Convention on the International Protection of Adults and Mental Capacity

Ministry of Justice written question – answered am ar 3 Mai 2024.

Danfonwch hysbysiad imi am ddadleuon fel hyn

Photo of Lloyd Russell-Moyle Lloyd Russell-Moyle Labour/Co-operative, Brighton, Kemptown

To ask the Secretary of State for Justice, whether his Department is taking steps to support people who have lasting power of attorney for an individual who has been assessed as lacking mental capacity with accessing funds held outside the UK; and if he will take steps to ratify the Hague Convention of 13 January 2000 on the International Protection of Adults.
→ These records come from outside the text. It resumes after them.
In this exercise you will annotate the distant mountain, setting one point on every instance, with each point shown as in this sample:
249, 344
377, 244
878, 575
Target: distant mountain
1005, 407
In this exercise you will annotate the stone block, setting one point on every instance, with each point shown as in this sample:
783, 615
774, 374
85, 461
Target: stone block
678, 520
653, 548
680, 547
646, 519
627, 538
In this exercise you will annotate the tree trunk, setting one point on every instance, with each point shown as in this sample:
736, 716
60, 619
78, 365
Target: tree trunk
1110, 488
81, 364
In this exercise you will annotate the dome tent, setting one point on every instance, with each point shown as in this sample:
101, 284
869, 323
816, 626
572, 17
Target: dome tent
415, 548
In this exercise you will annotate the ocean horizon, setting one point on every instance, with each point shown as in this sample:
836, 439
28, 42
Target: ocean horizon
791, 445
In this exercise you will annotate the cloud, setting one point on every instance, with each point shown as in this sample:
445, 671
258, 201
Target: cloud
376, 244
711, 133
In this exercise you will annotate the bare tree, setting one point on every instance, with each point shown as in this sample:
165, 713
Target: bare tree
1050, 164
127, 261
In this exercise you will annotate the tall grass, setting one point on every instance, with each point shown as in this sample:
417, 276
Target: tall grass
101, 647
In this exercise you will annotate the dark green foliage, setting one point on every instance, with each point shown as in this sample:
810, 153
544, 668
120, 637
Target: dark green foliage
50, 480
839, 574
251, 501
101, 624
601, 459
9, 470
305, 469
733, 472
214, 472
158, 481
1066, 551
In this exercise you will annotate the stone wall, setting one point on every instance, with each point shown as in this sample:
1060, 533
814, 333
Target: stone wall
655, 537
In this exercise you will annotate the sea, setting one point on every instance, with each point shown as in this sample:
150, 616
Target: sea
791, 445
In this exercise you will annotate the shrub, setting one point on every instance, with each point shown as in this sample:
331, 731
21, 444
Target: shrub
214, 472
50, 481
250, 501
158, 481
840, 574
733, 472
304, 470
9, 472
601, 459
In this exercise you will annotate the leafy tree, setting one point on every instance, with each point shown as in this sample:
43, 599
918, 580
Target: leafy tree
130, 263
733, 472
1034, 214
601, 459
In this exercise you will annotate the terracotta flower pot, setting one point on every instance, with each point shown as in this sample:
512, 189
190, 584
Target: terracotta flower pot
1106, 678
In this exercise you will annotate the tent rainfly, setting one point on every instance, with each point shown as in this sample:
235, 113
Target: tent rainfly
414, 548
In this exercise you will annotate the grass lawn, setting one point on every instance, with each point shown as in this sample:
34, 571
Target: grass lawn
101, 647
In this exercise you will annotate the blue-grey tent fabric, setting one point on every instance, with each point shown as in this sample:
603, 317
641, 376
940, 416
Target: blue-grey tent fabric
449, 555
Photo of Mike Freer Mike Freer Assistant Whip, The Parliamentary Under-Secretary of State for Justice

There are existing ways in which a Property and Financial Affairs Lasting Power of Attorney (LPA) made in England and Wales under the Mental Capacity Act 2005 can be accepted abroad for the purpose of accessing funds. A certified copy of the LPA, signed off by a notary public with an apostille (a special sealed certificate) attached by the Foreign and Commonwealth Office provides one method. Alternatively, a translation of the LPA can be formally recognised by the appropriate court of the country in which funds are held.

Although the UK has ratified the 2000 Hague Convention on the International Protection of Adults in respect of Scotland, we have not yet done so in relation to England and Wales or Northern Ireland. However, in respect of England and Wales, the majority of its provisions are contained in Schedule 3 of the Mental Capacity Act (MCA) 2005. Schedule 3 provides a framework for recognition and enforcement of ‘protective measures’ such as LPAs in the place of an individual’s habitual residence.

We recognise the importance of ratifying the 2000 Hague Convention, as this will bring about international co‐operation to deal with the affairs of individuals across member states. We will progress this work when legislative time allows.